There are several potential ways to digest these data. The initial hypothesis that higher contact force would reliably produce larger lesions is at best incompletely confirmed by the results. The statistical purest will focus on the weakness of that association with lesion volume and assert that that finding was the result of not correcting for multiple measures. They may say that this is underpowered and “more studies are needed ” or even that the data do not support the authors’ hypothesis.  To me, the challenges of this analysis are actually the more important signal. Regardless of tip contact force, lesion size could range from ~4-8.5mm in diameter  with variable development of either transmural extension or lesion contraction. Even in a relatively controlled environment with careful lesion characterization, ~10% of applications did not result in a pathologically visible lesion (so the size was really 0-8mm diameter!). Clinically, we look for an acute change in physiology to decide if a lesion is effective and then may place some additional “consolidation” or “insurance” lesions if that physiology remains favorable—or move to a different location if the pathway returns. Most of us, I believe, are unlikely to accept a single 30 second lesion on the AV groove. We do not have the luxury of seeing what these applications look like 2 days or 6 months later. What happens with the second 30 second application? What happens with further repeat applications?  What is the catheter tip force when a catheter without that technology is used?
Each technology that assists in catheter ablation inserts not only increased precision, but also an increased “sense” of precision. The variables that we observe during these procedures are important and numerous, but each has a confidence interval.  Some of the damage we create is silent and subclinical (at least for now).
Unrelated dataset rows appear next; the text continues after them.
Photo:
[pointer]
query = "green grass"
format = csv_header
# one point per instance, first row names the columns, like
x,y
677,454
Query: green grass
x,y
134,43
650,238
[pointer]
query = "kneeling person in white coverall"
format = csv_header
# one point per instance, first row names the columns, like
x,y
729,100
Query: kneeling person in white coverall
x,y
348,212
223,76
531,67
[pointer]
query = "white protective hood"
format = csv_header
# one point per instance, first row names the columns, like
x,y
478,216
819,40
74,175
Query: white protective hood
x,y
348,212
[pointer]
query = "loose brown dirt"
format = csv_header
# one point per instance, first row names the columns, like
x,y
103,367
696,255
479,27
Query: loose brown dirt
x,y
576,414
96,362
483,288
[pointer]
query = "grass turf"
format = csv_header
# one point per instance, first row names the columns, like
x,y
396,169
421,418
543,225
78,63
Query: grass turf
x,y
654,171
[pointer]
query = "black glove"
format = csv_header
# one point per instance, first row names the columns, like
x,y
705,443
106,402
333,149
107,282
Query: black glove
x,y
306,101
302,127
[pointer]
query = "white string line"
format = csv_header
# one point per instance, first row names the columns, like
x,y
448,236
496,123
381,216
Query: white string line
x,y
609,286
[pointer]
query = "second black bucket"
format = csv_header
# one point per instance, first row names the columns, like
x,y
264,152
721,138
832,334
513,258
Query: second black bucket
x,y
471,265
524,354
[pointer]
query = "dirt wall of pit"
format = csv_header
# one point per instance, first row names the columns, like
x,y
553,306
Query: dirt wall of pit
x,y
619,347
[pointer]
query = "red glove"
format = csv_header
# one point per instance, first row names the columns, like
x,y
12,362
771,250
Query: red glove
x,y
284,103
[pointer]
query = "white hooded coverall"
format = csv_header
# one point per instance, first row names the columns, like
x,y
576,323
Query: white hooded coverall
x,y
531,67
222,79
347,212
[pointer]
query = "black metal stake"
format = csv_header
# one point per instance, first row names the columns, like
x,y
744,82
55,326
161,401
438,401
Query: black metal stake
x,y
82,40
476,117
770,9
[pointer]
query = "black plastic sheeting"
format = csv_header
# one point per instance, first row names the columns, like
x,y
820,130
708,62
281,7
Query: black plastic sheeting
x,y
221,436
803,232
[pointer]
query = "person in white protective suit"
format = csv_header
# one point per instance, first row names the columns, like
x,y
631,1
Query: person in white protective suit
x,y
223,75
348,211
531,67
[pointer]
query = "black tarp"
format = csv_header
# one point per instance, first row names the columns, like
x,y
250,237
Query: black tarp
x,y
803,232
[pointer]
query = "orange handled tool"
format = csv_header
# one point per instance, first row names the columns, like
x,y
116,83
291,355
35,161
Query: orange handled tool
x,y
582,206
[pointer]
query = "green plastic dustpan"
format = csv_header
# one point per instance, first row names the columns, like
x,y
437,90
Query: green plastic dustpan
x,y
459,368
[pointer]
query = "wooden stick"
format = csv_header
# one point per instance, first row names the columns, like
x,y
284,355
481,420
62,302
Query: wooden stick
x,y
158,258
Analyses like these help refine what we know, which is that 6 months after a RF ablation in a 15 kg piglet, 1-2% of single lesions will produce subclinical coronary obstruction which would not have been identified without coronary angiography.
For fluoroscopy, a safety principle of As Low As Reasonably Achievable (ALARA) is the standard. Given both the uncertainty of lesion size and the clear potential of at least subclinical coronary injury that this group has demonstrated in both clinical and animal settings, combined with the low but real incidence of catastrophic coronary injury, maybe a similar principle is appropriate with ablation along the AV groove. At the same time ,the goal of each iteration of catheter technology is to assure that we give As Much as Effectively Needed (AMEN). Data like these, with low but real and potentially silent risks, remind us that those are goals we need to always to balance.